Lecco celebra San Nicolò: il prevosto invoca 'l'impegno responsabile di tutti' contro il male. Le mele aiuteranno l'Ucraina
Il ricavato della vendita delle mele di San Nicolò quest'anno aiuterà il popolo ucraino. Lo ha annunciato monsignor Davide Milani in un passaggio della stimolante omelia pronunciata nel corso della messa solenne delle 18.30 dinnanzi ad una navata piena, come accade ormai solo in occasioni particolari come appunto la festa patronale, quando anche la laboriosa Lecco si ferma per celebrare coralmente una figura - venerata da cattolici e ortodossi – che ha varcato il suo tempo, incarnando valori come quelli della carità e della giustizia sociale.
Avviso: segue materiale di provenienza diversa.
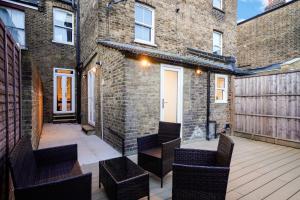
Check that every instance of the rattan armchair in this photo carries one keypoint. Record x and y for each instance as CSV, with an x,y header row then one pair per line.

In prima fila le autorità cittadine, con il sindaco Mauro Gattinoni in fascia tricolore “scortato” da numerosi membri della sua Giunta e del Consiglio comunale ed affiancato poi dal Prefetto Sergio Pomponio, dalla Presidente della Provincia Alessandra Hofmann e dai vertici delle forze dell'ordine nonché da personalità di rilievo della società civile, a cominciare dal numero uno di Confindustria Plinio Agostoni. Sull'altare, con il prevosto, i sacerdoti della Comunità Pastorale Madonna del Rosario e delle altre parrocchie lecchesi. Tra i numerosi prodigi compiuti da colui il quale Bari celebra come San Nicola e noi chiamiamo – come Venezia – San Nicolò, don Davide ha scelto quale spunto per la predica di questo 6 dicembre quello del grano. Il Vescovo di Mira, per sfamare la popolazione stremata dalla carestia, chiese e insistendo ottenne di poter avere parte di un carico destinato ai funzionari incaricati alla riscossione in natura delle tasse, assicurando ai marinai che si lasciarono impietosire che, una volta arrivati a destinazione avrebbero trovato le stive nuovamente piene. “Non ne mancherà”. E così fu. Ma non solo: il grano scaricato dalle navi che, vista la necessità di Mira, avrebbe potuto durare solo qualche giorno, bastò per mesi e mesi, fino alla mietitura successiva.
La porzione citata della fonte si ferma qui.